How about the pass rush in general: It was a struggle last year. Did you see grounds for hope in 2010?

MB: Absolutely. When you play a game when the quarterback is like a running back and the ends have to be responsible to the end of the line of scrimmage on the QB, but at the same transfer to a pass rush, they did a good job. The ball was out quick, quite often. A couple of times the interior, Stephen Paea, got loose inside and chased Andy Dalton off his set-up point. Very encouraging from that standpoint.

Any personnel changes coming out of Week 1?

MB: We're still looking at the middle linebacker position, who starts the game [between Rueben Robinson and Tony Wilson]. The combination of plays they get. We've got to get deeper on our rotation on the outside. We know who our starters are, but we've got to continue to improve some of our younger players there.

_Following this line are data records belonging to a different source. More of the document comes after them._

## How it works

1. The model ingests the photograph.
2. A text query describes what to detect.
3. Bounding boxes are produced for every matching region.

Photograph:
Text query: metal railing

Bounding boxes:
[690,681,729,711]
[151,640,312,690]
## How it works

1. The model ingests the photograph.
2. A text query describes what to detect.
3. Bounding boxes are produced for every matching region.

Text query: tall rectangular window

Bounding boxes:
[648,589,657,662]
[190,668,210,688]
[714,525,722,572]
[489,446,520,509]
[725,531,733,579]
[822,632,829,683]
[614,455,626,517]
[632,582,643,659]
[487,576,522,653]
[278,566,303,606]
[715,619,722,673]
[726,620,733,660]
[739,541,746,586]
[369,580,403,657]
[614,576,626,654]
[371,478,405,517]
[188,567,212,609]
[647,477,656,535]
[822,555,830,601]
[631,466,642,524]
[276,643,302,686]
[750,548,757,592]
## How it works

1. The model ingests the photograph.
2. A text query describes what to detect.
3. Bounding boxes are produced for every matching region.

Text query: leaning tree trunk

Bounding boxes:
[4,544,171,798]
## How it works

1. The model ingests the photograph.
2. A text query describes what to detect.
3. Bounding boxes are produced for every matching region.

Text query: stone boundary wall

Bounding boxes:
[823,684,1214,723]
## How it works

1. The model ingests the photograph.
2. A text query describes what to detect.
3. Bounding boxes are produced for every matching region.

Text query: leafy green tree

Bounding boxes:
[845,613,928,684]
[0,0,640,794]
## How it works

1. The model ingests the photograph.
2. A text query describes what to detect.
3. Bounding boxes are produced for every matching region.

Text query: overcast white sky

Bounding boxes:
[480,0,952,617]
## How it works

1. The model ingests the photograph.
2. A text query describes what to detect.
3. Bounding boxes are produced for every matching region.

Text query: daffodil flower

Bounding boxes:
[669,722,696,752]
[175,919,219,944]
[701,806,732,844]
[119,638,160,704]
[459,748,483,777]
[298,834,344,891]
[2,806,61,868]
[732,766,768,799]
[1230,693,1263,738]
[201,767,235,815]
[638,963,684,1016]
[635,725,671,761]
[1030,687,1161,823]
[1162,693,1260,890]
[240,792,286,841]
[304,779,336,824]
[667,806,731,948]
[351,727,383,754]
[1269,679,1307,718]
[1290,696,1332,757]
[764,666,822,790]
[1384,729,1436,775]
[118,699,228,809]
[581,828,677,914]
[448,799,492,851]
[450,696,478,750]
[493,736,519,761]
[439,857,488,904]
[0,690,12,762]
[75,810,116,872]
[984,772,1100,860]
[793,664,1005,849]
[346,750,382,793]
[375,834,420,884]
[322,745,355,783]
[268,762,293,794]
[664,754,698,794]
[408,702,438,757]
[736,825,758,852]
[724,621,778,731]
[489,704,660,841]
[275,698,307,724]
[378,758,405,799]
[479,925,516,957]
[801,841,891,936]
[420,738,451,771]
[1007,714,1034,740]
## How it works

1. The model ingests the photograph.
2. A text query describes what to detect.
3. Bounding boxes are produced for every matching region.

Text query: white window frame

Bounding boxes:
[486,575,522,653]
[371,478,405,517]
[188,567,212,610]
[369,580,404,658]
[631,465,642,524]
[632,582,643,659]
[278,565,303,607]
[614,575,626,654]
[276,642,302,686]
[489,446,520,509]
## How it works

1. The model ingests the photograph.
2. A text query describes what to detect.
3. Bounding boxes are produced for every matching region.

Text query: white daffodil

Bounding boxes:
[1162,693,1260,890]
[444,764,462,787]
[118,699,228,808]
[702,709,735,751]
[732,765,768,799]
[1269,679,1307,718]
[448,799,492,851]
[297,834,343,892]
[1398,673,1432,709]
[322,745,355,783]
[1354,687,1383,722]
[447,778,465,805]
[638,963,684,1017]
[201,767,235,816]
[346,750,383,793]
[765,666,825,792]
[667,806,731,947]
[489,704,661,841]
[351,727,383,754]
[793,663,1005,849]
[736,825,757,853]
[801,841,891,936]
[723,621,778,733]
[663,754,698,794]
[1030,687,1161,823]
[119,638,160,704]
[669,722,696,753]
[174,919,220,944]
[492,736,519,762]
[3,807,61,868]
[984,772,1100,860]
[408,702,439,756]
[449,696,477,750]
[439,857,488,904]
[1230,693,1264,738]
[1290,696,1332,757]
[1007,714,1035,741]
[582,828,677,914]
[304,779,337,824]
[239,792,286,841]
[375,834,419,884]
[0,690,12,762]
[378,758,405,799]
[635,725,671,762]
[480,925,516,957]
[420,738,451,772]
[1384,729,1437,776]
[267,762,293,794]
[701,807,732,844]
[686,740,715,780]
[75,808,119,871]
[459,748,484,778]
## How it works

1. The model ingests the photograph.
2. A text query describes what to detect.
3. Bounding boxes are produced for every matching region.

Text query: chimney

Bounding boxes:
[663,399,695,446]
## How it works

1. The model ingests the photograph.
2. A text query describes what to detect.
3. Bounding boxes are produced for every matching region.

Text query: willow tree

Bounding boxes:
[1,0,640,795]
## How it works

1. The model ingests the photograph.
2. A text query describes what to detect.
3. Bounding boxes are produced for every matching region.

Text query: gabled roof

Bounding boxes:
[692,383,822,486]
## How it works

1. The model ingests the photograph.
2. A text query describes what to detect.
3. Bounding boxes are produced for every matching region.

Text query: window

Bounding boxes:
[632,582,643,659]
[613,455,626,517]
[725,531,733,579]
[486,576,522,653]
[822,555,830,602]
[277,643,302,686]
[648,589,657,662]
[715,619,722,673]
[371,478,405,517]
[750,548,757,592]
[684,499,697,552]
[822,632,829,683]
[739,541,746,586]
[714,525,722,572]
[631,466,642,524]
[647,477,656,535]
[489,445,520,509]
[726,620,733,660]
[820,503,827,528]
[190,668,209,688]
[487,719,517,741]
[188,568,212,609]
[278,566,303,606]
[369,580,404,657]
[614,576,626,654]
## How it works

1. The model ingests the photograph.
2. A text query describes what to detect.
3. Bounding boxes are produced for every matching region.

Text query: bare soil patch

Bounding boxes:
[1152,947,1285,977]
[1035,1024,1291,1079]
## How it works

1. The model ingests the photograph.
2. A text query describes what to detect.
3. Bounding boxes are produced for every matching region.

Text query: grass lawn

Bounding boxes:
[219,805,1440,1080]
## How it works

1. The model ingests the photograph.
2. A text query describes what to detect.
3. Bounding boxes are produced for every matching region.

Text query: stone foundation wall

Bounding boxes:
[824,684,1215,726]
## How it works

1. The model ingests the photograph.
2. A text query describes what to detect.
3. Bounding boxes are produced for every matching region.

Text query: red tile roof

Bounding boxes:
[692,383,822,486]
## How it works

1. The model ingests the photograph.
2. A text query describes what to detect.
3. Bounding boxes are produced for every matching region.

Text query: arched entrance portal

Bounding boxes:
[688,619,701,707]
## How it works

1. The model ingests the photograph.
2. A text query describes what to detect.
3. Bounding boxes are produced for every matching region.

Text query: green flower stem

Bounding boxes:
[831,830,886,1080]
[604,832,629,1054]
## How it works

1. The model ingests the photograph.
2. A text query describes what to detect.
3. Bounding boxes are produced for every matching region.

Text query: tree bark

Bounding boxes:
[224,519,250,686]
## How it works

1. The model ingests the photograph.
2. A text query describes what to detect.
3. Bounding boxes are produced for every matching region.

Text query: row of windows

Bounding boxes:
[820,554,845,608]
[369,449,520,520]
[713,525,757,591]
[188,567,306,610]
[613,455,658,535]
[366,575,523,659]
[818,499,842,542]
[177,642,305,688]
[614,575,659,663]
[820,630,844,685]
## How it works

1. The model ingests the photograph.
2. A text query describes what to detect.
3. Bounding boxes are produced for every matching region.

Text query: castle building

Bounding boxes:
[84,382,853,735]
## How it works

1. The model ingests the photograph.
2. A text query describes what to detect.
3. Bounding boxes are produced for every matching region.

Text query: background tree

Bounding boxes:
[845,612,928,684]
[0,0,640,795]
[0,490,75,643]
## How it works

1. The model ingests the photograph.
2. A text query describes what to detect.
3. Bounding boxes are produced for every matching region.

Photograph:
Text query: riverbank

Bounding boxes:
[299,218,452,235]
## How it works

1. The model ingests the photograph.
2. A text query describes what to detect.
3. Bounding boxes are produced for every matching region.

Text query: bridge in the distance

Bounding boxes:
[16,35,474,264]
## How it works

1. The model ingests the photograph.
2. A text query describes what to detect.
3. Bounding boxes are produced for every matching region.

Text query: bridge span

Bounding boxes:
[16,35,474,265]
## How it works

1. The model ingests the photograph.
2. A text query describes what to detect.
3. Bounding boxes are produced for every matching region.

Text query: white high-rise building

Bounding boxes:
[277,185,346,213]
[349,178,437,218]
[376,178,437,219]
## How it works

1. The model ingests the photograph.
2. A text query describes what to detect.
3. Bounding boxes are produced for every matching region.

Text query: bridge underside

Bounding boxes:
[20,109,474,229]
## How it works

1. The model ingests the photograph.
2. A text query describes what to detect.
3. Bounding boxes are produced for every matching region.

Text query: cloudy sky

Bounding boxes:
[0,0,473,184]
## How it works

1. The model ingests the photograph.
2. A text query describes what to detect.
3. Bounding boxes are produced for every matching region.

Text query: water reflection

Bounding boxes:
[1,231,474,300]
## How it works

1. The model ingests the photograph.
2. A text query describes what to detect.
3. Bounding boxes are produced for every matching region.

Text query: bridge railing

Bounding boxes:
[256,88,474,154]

We had a position change at the end of summer camp when Cameron Collins, who started for us at safety last year, has moved to outside linebacker. If we thought he was one of the best 11 guys last year, we still feel he's one of the better players on our team. We've got to figure out a way to get him moving along at that position. From a starting standpoint, the only starter I can see at this point in time, possible change, might be inside. But that would just be who starts the game. The same guys will rotate that position. It looks like Kevin Unga, who's been our third [MLB] in camp so far, will push for more playing time.

What about Louisville: Give me a preview of the Cardinals, who lost 23-16 to Kentucky in their opener.

MB: They operate under center and out of the gun. Their base run plays are the zone, the stretch and the counter. They roll with two backs who are a little different in stature. One guy is a 6-1 kid who seems to be 215 pounds and is a very strong runner. He also had a breakaway run and has some good speed. They have another guy who looks to be more of an outside guy. He's a big-time cut-back runner. They are going to possess the ball. I thought the QB would be more of a runner -- like TCU -- we thought we'd see more read-zone option concepts. We saw some from a structure standpoint when they operate out of the gun with an off-set back, but the QB only ran with the ball one time with a designed play. But we still have to be cognizant of that. In the passing game, because of their run game, they are going to use play-action passes, where it's protection first, then pass. They are not a team that sends five people out into the route. They haven't shown empty a lot either. More possession type passes. They took a couple of shots downfield last week, just trying to get positive plays. The drop-back pass game only appeared on obvious passing downs -- third down or second and long. It seems like they are structured to try to have positive plays and then turn things over to their defense to manage the game.